It’s my apartment. Where I live now. — Martha

Are you okay? Mentally. I’m not being a bitch, but you might need to take something. Or see someone. This is crazy. This looks crazy. Aren’t you going to try and make it nice. — Sarah

No. (handing her the beer and the opener.) —Martha
The Madrid
Edie Falco
(Photo credit: Joan Marcus)
One has to assume from the start of Liz Flahive’s very strange play, The Madrid, that someone with a strong feeling and a genuine need to run away from their job, their home and all family obligations is harboring a very real, possibly more pervasive than we realize, neurosis. This mental state, a condition that seems likely to cause maternal and marital, perhaps occupational, claustrophobia is apparently what is applicable to forty-eight year old Martha (Edie Falco). She's the play’s central character, a kindergarten teacher, who has just barely managed to hold on to her recurring tendency to simply pack up and leave it all behind her, and for whatever it’s worth, does.

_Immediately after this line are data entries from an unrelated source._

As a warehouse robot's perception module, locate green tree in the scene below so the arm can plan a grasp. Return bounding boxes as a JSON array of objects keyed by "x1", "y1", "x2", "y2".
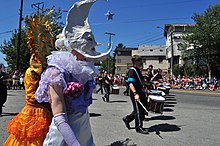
[
  {"x1": 0, "y1": 7, "x2": 64, "y2": 72},
  {"x1": 99, "y1": 55, "x2": 115, "y2": 74},
  {"x1": 184, "y1": 4, "x2": 220, "y2": 78}
]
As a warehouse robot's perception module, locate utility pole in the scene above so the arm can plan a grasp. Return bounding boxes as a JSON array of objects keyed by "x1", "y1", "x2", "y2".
[
  {"x1": 170, "y1": 27, "x2": 174, "y2": 76},
  {"x1": 157, "y1": 26, "x2": 174, "y2": 76},
  {"x1": 16, "y1": 0, "x2": 23, "y2": 70},
  {"x1": 31, "y1": 2, "x2": 44, "y2": 15},
  {"x1": 105, "y1": 32, "x2": 115, "y2": 74}
]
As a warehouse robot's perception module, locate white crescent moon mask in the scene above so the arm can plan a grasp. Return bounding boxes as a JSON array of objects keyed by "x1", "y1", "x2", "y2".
[{"x1": 55, "y1": 0, "x2": 112, "y2": 61}]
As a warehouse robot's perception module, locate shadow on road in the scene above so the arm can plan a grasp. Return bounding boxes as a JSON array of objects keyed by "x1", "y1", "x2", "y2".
[
  {"x1": 7, "y1": 94, "x2": 18, "y2": 96},
  {"x1": 89, "y1": 113, "x2": 102, "y2": 117},
  {"x1": 163, "y1": 108, "x2": 174, "y2": 112},
  {"x1": 109, "y1": 100, "x2": 128, "y2": 103},
  {"x1": 149, "y1": 123, "x2": 181, "y2": 134},
  {"x1": 163, "y1": 104, "x2": 175, "y2": 107},
  {"x1": 149, "y1": 116, "x2": 176, "y2": 120},
  {"x1": 108, "y1": 138, "x2": 137, "y2": 146}
]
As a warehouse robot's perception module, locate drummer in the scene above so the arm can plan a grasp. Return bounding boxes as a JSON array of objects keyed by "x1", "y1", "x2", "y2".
[
  {"x1": 123, "y1": 55, "x2": 148, "y2": 134},
  {"x1": 152, "y1": 68, "x2": 163, "y2": 89}
]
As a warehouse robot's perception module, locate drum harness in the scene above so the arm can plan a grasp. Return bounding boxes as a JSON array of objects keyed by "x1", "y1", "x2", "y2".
[{"x1": 130, "y1": 67, "x2": 148, "y2": 114}]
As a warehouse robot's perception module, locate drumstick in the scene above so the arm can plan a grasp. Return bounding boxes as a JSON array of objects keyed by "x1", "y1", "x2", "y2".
[{"x1": 138, "y1": 100, "x2": 148, "y2": 113}]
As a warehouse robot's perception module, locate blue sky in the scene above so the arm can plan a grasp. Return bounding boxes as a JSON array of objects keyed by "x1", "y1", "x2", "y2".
[{"x1": 0, "y1": 0, "x2": 220, "y2": 65}]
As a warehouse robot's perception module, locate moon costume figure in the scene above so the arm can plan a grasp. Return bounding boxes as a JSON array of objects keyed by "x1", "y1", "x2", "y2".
[
  {"x1": 4, "y1": 15, "x2": 54, "y2": 146},
  {"x1": 35, "y1": 0, "x2": 111, "y2": 146}
]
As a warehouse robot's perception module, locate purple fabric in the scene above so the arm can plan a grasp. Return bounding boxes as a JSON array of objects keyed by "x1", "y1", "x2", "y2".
[
  {"x1": 35, "y1": 67, "x2": 66, "y2": 102},
  {"x1": 54, "y1": 113, "x2": 80, "y2": 146},
  {"x1": 35, "y1": 51, "x2": 99, "y2": 114}
]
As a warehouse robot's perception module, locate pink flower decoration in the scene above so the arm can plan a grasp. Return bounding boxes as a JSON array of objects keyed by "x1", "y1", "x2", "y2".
[{"x1": 64, "y1": 82, "x2": 84, "y2": 98}]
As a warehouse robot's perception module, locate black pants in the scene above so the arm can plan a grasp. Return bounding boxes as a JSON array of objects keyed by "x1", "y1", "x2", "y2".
[
  {"x1": 96, "y1": 83, "x2": 103, "y2": 94},
  {"x1": 123, "y1": 83, "x2": 129, "y2": 95},
  {"x1": 104, "y1": 86, "x2": 110, "y2": 102},
  {"x1": 125, "y1": 91, "x2": 147, "y2": 129}
]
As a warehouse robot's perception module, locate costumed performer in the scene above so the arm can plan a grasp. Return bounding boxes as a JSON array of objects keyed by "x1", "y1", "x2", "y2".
[
  {"x1": 0, "y1": 64, "x2": 9, "y2": 117},
  {"x1": 4, "y1": 15, "x2": 54, "y2": 146},
  {"x1": 35, "y1": 0, "x2": 111, "y2": 146}
]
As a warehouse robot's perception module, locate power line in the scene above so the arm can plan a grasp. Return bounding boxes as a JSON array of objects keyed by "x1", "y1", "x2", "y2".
[{"x1": 91, "y1": 17, "x2": 192, "y2": 26}]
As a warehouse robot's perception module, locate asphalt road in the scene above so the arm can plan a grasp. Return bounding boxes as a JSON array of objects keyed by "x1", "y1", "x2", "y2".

There is a hint of what is in store for Martha and for those who care about her in a short prologue. It takes place in the school room where she is showing the class drawings and stories submitted by the youngsters, only to suddenly suggest to a most precocious little girl (Brooke Ashley Laine) that she take over as the teacher. Putting her sweater on the amused girl’s shoulders, Martha says, “Keep going, I know you can do it.” She then leaves the room. And, as we soon find out she has also left her family – without a trace. That includes her husband John (John Ellison Conlee), a high school history teacher; Sarah (Phoebe Strole), her twenty-two year old daughter who has just graduated from college, and Rose (Frances Sternhagen) her aging mother who has already been feeling the effects of progressive dementia.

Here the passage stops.